When you're planning a dog-friendly vacation, it's likely that one of the first things you'll do is find dog-friendly hotel accommodations. Dog-friendly hotels are a step in the right direction, but there are so many other things to consider. What if you want to venture out to a restaurant or activity that is not dog-friendly? Will your dog be okay in the room alone? Should you notify the hotel your dog is alone? What if they have to use the bathroom? If you have these questions, you're reading the right blog.
There are a lot of great resources to find dog-friendly hotels, even services like Google Maps and Yelp have upped their dog-friendly search functionalities. When we look for a dog-friendly hotel, we typically look for hotels in the area that we want to stay and then check the "Amenity" section of the hotel website to see if they are dog-friendly (MOST of the time it will be listed here, but not always) . You can always just give the hotel a quick call. A few of our favorite dog-friendly hotel brands include:
Staypineapple (Seattle, Portland, San Diego, San Francisco, Chicago, Boston, soon to be NYC!), all dog-friendly
Marriott /SPG (2,000+ dog-friendly hotels worldwide), call hotel to confirm
AC Hotels (Marriott)
Kimpton Hotels, all dog-friendly
Some hotels offer dog amenities like a bed, bowls, treats, extra potty bags, and sometimes a toy (Staypineapple offers the best in our opinion), but it's always good to be prepared with your own items. We always bring bowls, treats (often hotel treats are just cheap milk bones), a few of Maya's toys, and Maya's blanket as a comfort item. One item that is very useful and often overlooked is a sign for the door to let the hotel know you have a dog inside the room. If you've ever been in a hotel room when the staff accidentally enters the room while you're inside, you understand how important this can be. A pet sign on the door can help avoid your dog accidentally getting loose, the staff being frightened, or your dog being frightened by a stranger entering the room.
When we go on vacation we always try to plan dog-friendly activities, but there are sometimes occasions when we want to go to a nicer restaurant (usually not dog-friendly if there is not an outdoor area). Leaving your dog alone in a hotel room can be scary for both you and them. They're in a strange room they aren't used to and you're leaving them in a room which you are financially responsible for. Some hotels even specifically state that dogs are not allowed to be in the hotel room alone, so be sure to check with them before booking if you are planning to do so.
We suggest not leaving your dog in the room alone for the first day or two at least. This will give them a chance to get comfortable in the new surrounding while being with you. Make sure you let your dog scope out the room and give them a little tour - show them where you put their food and water bowls, show them where it's okay to sleep, and play with them to show them that this is their space too.
If your dog is noticeably comfortable, try to leave them in the room while you go down to the lobby as a test. When you return to the room, make sure to check for signs to see if your dog was comfortable or uncomfortable. If your dog appeared to be comfortable and you feel that the dog will be okay in the room alone, tuck your dog in for the night and head out for the evening.

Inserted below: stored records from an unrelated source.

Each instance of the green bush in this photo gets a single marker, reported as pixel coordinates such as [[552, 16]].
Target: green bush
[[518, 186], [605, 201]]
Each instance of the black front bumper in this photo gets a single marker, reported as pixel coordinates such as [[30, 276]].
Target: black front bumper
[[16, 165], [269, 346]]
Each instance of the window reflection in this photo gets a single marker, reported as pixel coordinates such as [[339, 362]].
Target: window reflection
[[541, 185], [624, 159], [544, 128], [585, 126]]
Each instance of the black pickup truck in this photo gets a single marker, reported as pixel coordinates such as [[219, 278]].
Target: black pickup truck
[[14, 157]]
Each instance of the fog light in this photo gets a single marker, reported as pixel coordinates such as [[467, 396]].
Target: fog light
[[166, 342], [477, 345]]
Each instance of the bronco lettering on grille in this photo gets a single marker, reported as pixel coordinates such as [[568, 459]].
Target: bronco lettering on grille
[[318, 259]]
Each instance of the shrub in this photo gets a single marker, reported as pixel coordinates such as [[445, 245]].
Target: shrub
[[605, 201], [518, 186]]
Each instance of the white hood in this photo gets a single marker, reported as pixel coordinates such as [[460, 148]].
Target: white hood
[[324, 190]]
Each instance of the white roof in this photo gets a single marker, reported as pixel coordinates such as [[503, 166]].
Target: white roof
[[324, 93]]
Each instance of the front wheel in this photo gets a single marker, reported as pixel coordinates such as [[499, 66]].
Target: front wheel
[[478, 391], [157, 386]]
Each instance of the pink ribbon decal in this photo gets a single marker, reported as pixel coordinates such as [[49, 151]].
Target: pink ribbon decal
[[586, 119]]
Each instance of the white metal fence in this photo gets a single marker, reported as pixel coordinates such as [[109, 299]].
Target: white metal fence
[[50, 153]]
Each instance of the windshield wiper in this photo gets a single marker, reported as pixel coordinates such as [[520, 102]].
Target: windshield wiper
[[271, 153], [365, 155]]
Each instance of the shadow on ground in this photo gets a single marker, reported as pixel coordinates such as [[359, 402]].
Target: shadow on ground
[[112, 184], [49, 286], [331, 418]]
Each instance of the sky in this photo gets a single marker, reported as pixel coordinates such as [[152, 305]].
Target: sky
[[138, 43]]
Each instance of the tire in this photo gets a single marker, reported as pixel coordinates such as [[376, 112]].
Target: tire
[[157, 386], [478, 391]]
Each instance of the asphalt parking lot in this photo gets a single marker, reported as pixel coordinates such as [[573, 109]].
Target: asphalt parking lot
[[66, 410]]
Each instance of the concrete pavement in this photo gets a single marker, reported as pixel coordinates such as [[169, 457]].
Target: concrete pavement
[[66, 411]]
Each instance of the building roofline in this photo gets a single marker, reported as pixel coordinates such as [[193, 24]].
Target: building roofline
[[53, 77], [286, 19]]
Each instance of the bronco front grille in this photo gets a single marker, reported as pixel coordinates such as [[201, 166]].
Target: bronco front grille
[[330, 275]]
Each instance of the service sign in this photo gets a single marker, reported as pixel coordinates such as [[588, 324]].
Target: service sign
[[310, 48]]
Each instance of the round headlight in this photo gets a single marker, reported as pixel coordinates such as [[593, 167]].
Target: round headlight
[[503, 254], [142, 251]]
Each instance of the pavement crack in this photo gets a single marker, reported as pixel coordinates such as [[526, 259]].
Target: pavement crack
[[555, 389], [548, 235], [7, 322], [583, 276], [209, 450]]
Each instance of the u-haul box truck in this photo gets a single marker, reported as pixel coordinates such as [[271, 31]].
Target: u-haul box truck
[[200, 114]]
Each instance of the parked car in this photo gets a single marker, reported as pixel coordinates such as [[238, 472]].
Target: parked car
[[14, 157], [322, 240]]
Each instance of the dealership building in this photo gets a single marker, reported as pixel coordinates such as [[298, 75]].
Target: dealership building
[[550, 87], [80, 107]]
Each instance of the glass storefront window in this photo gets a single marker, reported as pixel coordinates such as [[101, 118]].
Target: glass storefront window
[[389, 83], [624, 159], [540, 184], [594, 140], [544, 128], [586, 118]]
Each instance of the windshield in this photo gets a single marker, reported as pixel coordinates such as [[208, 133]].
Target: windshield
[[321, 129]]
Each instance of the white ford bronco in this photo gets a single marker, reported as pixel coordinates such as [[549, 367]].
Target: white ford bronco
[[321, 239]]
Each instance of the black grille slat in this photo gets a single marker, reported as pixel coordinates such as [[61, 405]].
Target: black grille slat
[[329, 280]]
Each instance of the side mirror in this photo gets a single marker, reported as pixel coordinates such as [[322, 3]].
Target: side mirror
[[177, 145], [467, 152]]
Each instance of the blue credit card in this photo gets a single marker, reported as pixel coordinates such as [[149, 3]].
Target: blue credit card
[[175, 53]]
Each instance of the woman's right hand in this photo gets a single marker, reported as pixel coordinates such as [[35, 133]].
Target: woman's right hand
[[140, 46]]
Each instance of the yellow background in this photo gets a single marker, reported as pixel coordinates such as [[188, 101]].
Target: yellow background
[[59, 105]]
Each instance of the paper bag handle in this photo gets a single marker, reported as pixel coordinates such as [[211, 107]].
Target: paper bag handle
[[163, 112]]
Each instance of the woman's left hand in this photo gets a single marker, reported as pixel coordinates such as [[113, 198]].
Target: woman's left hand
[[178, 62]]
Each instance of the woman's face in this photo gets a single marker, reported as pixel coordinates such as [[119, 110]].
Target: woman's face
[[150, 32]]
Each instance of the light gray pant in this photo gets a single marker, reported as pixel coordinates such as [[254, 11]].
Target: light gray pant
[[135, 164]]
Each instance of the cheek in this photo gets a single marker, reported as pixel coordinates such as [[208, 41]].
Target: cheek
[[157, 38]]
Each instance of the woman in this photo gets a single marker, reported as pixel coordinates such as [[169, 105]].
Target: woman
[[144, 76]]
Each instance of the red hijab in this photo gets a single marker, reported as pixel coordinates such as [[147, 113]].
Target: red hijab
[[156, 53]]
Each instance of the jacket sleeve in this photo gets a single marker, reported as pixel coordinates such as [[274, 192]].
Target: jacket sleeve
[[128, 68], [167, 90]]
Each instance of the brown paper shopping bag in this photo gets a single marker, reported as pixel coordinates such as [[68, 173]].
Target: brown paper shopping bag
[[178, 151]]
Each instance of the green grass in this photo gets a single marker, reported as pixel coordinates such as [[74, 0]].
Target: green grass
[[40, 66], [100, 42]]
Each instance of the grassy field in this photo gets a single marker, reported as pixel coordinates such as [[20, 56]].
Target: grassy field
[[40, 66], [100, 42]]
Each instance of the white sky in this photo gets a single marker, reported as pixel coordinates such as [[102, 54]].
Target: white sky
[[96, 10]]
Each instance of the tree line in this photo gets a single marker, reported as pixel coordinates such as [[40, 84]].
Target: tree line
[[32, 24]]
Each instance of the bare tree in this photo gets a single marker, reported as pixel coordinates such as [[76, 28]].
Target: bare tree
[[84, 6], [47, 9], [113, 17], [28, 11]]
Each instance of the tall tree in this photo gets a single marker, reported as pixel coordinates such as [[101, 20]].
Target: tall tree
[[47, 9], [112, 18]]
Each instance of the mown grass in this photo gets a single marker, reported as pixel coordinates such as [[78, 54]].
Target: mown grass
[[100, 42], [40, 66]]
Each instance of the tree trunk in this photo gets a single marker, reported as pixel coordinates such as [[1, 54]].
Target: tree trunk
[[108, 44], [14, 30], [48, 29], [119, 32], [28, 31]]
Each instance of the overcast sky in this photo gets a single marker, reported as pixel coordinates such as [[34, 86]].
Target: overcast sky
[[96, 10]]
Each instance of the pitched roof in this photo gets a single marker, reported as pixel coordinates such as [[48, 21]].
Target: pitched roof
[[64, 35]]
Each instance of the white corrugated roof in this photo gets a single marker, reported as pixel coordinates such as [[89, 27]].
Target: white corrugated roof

Venturing out at night when your dog will sleep is one thing, but what if a day of your vacation will be spent in a location that isn't dog-friendly? You will surly want to make sure your dog will be fed, taken out, and cared for. On the road, we use Rover for Maya to get walks if we are away for the day. The great thing about Rover (in most places) is that you can get the same walker every time, which is convenient if you're staying in a hotel for a while and will be having your dog walked more than once. You can also find a designated walker on services like Care.com. Once you've found a walker, you can add their name onto the hotel reservation so that they have access to the room. Be sure that you are comfortable enough with this person to allow them into your space.
Dog-friendly travel doesn't have to be hard. If you do thorough research and planning ahead of time, you can have a smooth family trip with your furry friend. If you're willing to pay $100s of dollars to board your dog while you are gone, you might as well make the extra effort to bring them along for the fun. After all, dogs love a good beach day too!